Um die Blutung zu stillen, wird das Fleisch mit einem Elektrokauter erhitzt. Die schrillen Geräusche erinnern an einen Zahnarztbesuch, der Geruch an eine Grillfeier. „Wir kommen gut voran“, sagt Voigt. Ein letztes Mal setzt er den Laser an und trennt aus dem offenen Fleisch kleinere gelbe Bällchen heraus – Fettgewebspölsterchen. Fertig ist das erste Oberlid. Dieselbe Prozedur folgt auf der linken Seite. Bis beide Lid-Stücke wie zwei Fremdkörper in kleinen Schälchen liegen.
Rund 40 Minuten nach dem ersten Schnitt näht Voigt mit einem kaum sichtbaren Faden und einer Pinzette beide offenen Stellen zu. Miniknötchen schließen die Wunden. Die 2500 Euro für die Oberlider zahlt Brieller aus eigener Tasche. Ebenso wie die anschließende OP an den Unterlidern (2500 Euro) und die Botox- und Laserbehandlung.

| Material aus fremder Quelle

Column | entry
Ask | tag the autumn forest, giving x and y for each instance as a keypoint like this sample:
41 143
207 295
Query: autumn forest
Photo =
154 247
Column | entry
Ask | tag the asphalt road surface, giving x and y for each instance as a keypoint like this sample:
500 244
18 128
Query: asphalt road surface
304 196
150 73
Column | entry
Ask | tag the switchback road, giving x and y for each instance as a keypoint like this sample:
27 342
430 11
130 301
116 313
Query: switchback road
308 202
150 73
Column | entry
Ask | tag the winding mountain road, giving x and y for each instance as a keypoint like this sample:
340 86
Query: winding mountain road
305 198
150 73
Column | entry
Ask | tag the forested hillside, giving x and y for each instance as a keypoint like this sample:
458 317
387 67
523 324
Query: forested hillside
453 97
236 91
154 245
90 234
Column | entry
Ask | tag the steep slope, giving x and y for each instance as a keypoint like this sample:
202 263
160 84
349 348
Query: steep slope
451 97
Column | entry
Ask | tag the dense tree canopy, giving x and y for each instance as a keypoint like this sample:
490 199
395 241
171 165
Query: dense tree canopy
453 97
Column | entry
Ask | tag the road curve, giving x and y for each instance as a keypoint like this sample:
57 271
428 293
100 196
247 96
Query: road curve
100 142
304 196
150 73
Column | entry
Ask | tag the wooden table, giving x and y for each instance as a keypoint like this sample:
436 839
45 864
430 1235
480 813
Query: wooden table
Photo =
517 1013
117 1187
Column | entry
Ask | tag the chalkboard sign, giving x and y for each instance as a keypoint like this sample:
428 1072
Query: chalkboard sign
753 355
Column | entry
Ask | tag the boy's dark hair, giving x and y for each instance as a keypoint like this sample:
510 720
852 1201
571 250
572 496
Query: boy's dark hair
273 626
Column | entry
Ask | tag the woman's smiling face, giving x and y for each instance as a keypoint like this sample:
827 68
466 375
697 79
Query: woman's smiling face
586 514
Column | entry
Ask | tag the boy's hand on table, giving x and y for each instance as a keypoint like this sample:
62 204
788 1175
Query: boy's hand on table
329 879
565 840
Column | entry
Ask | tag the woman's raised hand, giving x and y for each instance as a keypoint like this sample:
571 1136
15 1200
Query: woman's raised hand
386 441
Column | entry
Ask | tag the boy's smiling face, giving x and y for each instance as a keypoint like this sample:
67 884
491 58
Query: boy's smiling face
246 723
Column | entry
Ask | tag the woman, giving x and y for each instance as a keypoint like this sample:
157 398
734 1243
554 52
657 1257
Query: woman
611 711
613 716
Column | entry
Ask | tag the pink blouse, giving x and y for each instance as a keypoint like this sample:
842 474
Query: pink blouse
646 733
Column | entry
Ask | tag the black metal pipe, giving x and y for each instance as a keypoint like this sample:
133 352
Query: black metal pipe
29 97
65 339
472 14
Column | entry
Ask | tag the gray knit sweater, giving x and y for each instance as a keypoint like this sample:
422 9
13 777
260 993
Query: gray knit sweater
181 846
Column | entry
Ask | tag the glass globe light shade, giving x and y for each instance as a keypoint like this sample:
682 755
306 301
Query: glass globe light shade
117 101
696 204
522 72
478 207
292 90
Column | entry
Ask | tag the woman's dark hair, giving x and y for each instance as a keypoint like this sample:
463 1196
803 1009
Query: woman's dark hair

Eine Woche später kommt Stefan Brieller in Voigts schicke Praxisräume an seinem zweiten Standort – direkt neben dem Nobelhotel Bayerischer Hof. Er freut sich, bald wieder „gesellschaftsfähig zu sein und vitaler auszusehen“. In den letzten Tagen habe sein Gesicht unterschiedlichste Blautöne angenommen. „Die ersten Tage ist man schon deutlich eingeschränkt“, erzählt Brieller. „So eine Augenlid-OP wird doch schon als sehr heftiger Eingriff gesehen – so etwas macht man ja nicht jeden Tag.“ Heftpflaster an den Ober- und Unterlidern lassen die Tortur erahnen.
Die Pflaster kommen weg, Brieller begutachtet in einem Handspiegel seine neue Augenpartie neugierig von allen Seiten. Seine Lider sind deutlicher sichtbarer, aber auch die roten wellenförmigen Narben der Naht. Vorsichtig zieht die Ärztin die Fäden aus seinen neuen Lidern. Er zuckt. Bis alles verheilt und das Ergebnis endgültig sichtbar ist, wird es noch dauern. Brieller hat aber schon jetzt ein „gutes und vielversprechendes“ Gefühl.